11/14/2024, 12:50 AM

You can find recordings of the other presentations on Apache Iceberg Meetup youtube: https://www.youtube.com/@IcebergMeetup

Geronimo Gil

02/13/2025, 1:06 PM

hi all! is there a way to estimate how much parquet disk space would be used if we write a daft dataframe? If so, it would be really nice to have a

df.into_partitions()

inside

df.write_iceberg()

to try to get parquet files of size close to the iceberg table property

write.target-file-size-bytes

(default is 512 MiB)

Sandeep Devarapalli

04/25/2025, 1:50 PM

And this is why OLake (Open Source) is fast!

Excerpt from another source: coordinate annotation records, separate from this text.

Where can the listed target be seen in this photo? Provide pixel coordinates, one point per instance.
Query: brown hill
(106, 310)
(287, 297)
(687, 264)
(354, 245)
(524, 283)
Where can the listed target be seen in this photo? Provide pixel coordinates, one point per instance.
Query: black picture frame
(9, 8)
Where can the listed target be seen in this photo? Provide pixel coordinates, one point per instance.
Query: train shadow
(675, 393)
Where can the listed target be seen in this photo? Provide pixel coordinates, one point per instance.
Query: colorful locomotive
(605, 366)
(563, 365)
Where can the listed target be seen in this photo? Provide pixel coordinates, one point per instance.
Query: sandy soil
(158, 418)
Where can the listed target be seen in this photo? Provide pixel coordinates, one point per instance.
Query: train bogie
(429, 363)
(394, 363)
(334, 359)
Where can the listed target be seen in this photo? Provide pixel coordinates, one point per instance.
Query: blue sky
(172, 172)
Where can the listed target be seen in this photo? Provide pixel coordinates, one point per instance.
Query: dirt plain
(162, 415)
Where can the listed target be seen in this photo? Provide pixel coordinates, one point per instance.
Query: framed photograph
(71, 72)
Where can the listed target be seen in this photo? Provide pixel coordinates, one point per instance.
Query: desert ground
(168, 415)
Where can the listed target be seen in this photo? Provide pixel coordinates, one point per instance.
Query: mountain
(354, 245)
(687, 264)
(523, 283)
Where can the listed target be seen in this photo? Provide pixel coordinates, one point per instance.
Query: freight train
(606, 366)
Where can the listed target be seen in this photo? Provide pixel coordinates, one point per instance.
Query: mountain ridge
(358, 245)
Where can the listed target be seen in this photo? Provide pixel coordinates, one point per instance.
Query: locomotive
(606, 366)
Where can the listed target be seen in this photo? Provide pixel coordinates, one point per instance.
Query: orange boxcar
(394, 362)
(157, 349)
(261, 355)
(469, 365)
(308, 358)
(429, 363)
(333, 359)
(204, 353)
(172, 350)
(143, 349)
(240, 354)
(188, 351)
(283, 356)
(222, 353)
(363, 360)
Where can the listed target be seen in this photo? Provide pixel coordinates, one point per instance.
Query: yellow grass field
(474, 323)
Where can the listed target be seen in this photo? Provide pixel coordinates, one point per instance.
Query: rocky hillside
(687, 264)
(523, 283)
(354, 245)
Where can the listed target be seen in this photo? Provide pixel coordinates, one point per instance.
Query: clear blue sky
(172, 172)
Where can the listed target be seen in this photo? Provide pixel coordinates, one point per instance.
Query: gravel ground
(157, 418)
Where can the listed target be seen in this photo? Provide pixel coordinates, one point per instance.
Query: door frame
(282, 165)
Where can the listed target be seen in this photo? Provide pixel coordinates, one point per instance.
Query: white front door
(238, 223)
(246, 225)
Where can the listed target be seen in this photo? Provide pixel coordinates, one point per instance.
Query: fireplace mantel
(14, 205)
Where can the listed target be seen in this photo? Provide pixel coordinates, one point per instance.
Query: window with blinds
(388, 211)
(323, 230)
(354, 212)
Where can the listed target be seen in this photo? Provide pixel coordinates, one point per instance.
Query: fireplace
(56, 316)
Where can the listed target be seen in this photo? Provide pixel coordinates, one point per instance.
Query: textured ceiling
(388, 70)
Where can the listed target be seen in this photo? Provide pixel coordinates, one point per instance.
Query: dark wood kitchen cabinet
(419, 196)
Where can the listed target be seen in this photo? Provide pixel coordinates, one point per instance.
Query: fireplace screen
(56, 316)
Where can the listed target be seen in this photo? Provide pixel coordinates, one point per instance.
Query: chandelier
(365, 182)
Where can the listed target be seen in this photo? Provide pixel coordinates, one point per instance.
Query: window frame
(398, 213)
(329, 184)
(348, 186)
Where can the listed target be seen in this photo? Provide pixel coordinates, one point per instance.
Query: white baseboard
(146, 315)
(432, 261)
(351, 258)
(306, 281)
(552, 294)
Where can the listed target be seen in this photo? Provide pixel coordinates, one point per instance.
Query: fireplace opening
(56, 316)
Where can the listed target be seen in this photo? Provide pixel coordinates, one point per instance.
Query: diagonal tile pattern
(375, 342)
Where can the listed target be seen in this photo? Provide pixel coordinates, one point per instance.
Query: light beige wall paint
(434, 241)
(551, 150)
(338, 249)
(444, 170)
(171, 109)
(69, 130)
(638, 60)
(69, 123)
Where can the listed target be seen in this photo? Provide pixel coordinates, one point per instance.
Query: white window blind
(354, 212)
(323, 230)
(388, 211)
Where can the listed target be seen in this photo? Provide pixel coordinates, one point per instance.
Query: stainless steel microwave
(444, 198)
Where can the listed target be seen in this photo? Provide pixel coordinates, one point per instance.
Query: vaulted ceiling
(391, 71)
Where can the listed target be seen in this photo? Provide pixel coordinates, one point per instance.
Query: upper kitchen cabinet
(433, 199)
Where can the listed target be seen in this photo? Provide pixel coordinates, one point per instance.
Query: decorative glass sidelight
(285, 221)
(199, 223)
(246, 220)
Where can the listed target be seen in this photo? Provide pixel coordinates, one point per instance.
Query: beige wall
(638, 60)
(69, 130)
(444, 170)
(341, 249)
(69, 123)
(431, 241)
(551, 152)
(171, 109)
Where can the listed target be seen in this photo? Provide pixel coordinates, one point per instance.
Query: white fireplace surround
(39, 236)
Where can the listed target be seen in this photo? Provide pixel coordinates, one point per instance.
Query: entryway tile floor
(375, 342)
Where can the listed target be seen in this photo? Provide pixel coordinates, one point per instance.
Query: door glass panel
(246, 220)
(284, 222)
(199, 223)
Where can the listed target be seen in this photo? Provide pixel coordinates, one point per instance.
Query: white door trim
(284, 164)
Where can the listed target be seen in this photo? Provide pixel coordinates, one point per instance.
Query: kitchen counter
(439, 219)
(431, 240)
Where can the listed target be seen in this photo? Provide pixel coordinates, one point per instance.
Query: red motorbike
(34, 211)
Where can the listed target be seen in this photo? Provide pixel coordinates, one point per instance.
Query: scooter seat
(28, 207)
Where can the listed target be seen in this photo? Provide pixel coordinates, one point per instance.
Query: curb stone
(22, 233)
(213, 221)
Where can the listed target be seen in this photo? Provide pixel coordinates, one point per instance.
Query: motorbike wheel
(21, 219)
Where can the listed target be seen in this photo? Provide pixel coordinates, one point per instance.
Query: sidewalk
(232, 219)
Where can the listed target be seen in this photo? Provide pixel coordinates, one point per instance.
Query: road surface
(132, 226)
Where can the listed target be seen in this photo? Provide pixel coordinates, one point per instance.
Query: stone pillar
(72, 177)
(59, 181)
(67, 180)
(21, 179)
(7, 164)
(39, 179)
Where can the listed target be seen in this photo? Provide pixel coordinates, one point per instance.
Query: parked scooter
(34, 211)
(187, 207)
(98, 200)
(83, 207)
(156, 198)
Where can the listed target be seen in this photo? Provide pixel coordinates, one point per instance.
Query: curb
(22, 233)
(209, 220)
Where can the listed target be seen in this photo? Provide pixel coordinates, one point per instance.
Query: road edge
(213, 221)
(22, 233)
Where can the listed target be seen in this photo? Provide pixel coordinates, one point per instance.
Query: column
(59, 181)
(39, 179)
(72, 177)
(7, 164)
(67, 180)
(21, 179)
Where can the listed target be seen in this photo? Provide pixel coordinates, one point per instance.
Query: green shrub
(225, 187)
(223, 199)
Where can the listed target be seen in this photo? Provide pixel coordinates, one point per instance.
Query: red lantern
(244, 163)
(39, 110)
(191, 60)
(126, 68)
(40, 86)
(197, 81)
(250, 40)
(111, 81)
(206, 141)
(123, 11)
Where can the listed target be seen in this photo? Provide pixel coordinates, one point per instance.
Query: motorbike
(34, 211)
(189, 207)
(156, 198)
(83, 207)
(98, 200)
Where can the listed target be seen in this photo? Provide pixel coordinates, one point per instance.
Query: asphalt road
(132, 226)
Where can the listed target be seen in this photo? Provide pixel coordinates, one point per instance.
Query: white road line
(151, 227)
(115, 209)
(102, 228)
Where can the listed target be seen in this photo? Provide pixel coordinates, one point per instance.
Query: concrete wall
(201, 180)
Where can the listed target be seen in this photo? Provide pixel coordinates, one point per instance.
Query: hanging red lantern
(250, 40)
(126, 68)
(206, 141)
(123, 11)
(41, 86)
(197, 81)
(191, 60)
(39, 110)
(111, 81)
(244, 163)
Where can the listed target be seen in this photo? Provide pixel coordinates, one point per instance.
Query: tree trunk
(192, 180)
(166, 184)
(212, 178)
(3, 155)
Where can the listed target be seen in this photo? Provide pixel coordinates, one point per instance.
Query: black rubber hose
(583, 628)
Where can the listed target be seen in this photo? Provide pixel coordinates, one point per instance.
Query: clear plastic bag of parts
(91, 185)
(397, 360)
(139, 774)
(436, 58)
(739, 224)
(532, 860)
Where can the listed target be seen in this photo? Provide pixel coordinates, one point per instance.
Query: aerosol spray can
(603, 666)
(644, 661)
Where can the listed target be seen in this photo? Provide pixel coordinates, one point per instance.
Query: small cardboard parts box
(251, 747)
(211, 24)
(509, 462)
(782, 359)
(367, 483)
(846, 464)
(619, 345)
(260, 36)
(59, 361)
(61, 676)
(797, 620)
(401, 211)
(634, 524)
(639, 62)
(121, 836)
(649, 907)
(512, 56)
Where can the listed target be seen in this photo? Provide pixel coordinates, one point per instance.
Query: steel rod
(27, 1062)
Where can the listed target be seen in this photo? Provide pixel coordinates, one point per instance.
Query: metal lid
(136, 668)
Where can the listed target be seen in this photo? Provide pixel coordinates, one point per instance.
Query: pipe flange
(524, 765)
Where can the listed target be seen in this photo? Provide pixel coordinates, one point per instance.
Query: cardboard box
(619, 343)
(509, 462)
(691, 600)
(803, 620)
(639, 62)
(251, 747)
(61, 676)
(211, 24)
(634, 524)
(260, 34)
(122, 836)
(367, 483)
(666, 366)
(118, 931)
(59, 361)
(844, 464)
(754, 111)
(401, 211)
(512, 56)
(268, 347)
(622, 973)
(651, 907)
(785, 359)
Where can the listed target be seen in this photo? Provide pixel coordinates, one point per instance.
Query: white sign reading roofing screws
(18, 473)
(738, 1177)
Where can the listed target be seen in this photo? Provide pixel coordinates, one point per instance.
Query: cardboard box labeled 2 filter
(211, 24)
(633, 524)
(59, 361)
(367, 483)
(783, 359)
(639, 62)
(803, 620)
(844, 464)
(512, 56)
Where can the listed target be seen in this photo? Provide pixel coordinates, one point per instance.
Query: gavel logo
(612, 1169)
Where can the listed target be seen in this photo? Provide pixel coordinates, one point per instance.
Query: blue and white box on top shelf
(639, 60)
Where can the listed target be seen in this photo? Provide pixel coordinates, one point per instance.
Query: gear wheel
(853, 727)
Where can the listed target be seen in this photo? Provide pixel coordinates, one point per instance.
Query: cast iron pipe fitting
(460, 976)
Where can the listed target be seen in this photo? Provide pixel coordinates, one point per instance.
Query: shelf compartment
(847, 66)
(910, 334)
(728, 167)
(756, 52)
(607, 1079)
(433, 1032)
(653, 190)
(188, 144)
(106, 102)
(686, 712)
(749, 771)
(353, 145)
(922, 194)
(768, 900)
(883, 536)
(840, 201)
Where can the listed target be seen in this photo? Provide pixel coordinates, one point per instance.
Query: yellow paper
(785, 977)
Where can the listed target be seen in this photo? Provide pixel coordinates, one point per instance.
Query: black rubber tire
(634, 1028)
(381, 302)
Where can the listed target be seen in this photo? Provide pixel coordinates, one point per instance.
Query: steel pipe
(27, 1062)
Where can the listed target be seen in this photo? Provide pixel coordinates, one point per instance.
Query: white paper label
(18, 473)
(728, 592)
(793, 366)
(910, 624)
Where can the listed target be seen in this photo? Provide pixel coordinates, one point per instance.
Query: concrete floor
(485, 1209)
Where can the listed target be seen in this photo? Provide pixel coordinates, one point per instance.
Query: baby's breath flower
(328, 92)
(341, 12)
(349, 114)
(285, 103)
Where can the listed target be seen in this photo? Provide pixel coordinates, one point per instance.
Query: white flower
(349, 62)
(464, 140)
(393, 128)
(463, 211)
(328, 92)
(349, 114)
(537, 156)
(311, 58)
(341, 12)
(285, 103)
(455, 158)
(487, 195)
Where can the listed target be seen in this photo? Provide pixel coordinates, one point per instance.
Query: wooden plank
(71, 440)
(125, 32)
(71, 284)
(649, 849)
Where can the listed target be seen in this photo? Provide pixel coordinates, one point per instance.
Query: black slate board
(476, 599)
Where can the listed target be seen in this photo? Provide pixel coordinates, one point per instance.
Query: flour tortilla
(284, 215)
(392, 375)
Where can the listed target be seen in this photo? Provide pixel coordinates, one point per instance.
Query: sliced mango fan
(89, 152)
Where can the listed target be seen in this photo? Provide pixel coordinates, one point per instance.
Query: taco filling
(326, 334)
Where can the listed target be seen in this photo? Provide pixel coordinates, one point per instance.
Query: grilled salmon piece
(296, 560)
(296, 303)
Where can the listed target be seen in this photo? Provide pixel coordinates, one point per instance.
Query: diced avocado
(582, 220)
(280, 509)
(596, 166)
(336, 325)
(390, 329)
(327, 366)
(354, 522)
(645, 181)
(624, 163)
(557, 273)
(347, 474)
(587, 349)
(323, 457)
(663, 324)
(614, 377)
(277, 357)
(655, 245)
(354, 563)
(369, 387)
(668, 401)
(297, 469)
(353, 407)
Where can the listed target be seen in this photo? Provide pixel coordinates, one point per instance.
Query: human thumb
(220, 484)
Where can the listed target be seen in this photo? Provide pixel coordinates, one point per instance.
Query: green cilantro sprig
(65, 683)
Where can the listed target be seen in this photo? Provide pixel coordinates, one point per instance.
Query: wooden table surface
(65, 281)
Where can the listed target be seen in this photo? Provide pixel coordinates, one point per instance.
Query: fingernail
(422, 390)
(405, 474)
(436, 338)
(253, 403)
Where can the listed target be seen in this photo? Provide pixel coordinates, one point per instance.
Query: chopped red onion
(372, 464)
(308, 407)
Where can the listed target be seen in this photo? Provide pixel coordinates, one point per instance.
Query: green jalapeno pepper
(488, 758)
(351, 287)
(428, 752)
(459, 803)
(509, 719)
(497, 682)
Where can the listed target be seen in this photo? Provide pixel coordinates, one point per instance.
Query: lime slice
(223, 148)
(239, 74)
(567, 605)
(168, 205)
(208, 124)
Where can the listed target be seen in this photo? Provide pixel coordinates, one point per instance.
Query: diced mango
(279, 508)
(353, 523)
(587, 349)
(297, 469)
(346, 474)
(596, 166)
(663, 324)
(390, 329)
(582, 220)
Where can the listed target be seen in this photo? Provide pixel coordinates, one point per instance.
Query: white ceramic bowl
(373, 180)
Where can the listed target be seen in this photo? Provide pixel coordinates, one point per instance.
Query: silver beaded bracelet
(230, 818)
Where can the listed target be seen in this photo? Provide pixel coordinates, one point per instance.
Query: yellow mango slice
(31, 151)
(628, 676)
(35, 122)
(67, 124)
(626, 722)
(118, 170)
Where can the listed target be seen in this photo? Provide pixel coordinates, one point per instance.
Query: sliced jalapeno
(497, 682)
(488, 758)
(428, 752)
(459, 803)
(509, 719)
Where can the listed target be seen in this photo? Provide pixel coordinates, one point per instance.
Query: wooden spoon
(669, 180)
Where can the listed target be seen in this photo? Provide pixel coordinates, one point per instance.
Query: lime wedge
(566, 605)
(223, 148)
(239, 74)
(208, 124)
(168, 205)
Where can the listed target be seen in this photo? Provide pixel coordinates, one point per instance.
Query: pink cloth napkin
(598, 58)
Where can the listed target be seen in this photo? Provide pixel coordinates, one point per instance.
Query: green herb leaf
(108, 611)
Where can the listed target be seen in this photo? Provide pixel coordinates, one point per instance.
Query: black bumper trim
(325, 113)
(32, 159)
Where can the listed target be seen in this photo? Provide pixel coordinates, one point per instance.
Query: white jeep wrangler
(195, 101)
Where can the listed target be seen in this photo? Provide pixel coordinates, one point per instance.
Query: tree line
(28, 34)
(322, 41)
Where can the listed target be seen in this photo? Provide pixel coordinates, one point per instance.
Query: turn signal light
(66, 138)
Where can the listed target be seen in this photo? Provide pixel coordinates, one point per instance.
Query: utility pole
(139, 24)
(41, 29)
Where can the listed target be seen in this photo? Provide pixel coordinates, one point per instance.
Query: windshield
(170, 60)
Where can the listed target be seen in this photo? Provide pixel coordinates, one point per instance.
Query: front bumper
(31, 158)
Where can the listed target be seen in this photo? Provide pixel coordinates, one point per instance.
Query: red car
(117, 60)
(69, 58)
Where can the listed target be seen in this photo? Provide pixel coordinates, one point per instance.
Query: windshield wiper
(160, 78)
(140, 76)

Here's something for your weekend read: Exploring OLake's Architecture. If you're diving into real-time data replication or building modern data lakehouse architectures with Apache Iceberg, we've just shared an in-depth look at how OLake actually works behind the scenes. Whether your stack includes MongoDB, PostgreSQL, or MySQL, and you're targeting formats like Apache Iceberg or Parquet, this article has practical insights on designing scalable, efficient data pipelines. OLake is an open-source tool specifically built for high-speed data ingestion. Key Highlights: ⚡ Speed: Load data 4x to 10x faster compared to traditional ETL tools. 🕒 Real-Time CDC: Minimal-lag Change Data Capture from MongoDB, PostgreSQL, and MySQL. 🧩 Plug-and-Play Architecture: Cleanly separated core, drivers, and writers make extending OLake straightforward. 📊 Schema Flexibility: Seamlessly handles schema evolution and type changes compatible with Apache Iceberg. 🔄 Reliable Syncs: Built-in state management means your sync operations can resume effortlessly if interrupted. https://olake.io/blog/olake-architecture-deep-dive

Sandeep Devarapalli

05/08/2025, 10:01 AM

🚨 Benchmark Alert — OLake is rewriting the rules. 🚨 We ran head-to-head sync benchmarks and here’s what shook out: ✅ 100× faster than Airbyte ✅ 99× cheaper than Fivetran ✅ 3× faster than Debezium ✅ 11× faster and far cheaper than Estuary OLake synced 4 billion rows for only $75. Competitors? Either took hours… or cost thousands. 😳 You seriously need to take a closer look at OLake. Happy to share details or set up a deeper dive — just ping me. More details here: https://olake.io/docs/connectors/postgres/benchmarks

Giridhar Pathak

05/25/2025, 10:20 PM

Trouble querying iceberg table using daft.